Background

Clinical guidelines, like systematic reviews and other evidence summaries, require periodic reassessment of research evidence to remain valid [14]. Current guidance usually recommends revision and update within two to three years of their publication [5, 6]. New evidence to update clinical guidelines is generally identified using the original exhaustive search strategies [7].

A major challenge for guideline developers is to efficiently screen for new, relevant evidence that justifies a clinical guideline update. Unfortunately, little empirical work has been conducted to date to test the effectiveness and efficiency of searching processes [7]. More than a decade ago, Shekelle et al. developed a strategy based on retrieving reviews, editorials, and commentaries in high impact general journals and specialised journals, complemented with a survey by clinical experts [8]. Gartlehner et al. compared a modified version of this strategy versus an exhaustive search strategy [9]. The results so far have shown that restrictive approaches are promising, but more information is needed about the timing and type of search [7].
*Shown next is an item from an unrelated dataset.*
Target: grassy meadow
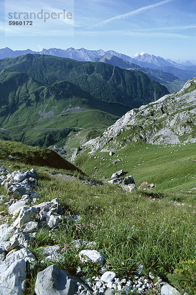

Similarly, researchers are testing alternative search strategies to update systematic reviews [1013]. Haynes et al. developed the McMaster Premium Literature Service (PLUS) database, from the McMaster Health Knowledge Refinery [14, 15]. PLUS contains a searchable subset of pre-appraised primary studies and systematic reviews from more than 120 journals and it can identify key articles needed to update systematic reviews [14, 15]. Clinical Queries search filters in MEDLINE and EMBASE have also shown a high sensitivity to detect key articles [11].

We designed a study to evaluate the efficiency and feasibility of two approaches to identify the need to update clinical guidelines recommendations: 1) restrictive search strategies using PubMed Clinical Queries search filters for MEDLINE and 2) the use of PLUS database.

Methods

Design

We conducted a descriptive study of search strategies to identify the references that update recommendations from clinical guidelines. We developed three search strategies to identify the need to update the recommendations: an exhaustive approach, a restrictive approach, and a PLUS approach.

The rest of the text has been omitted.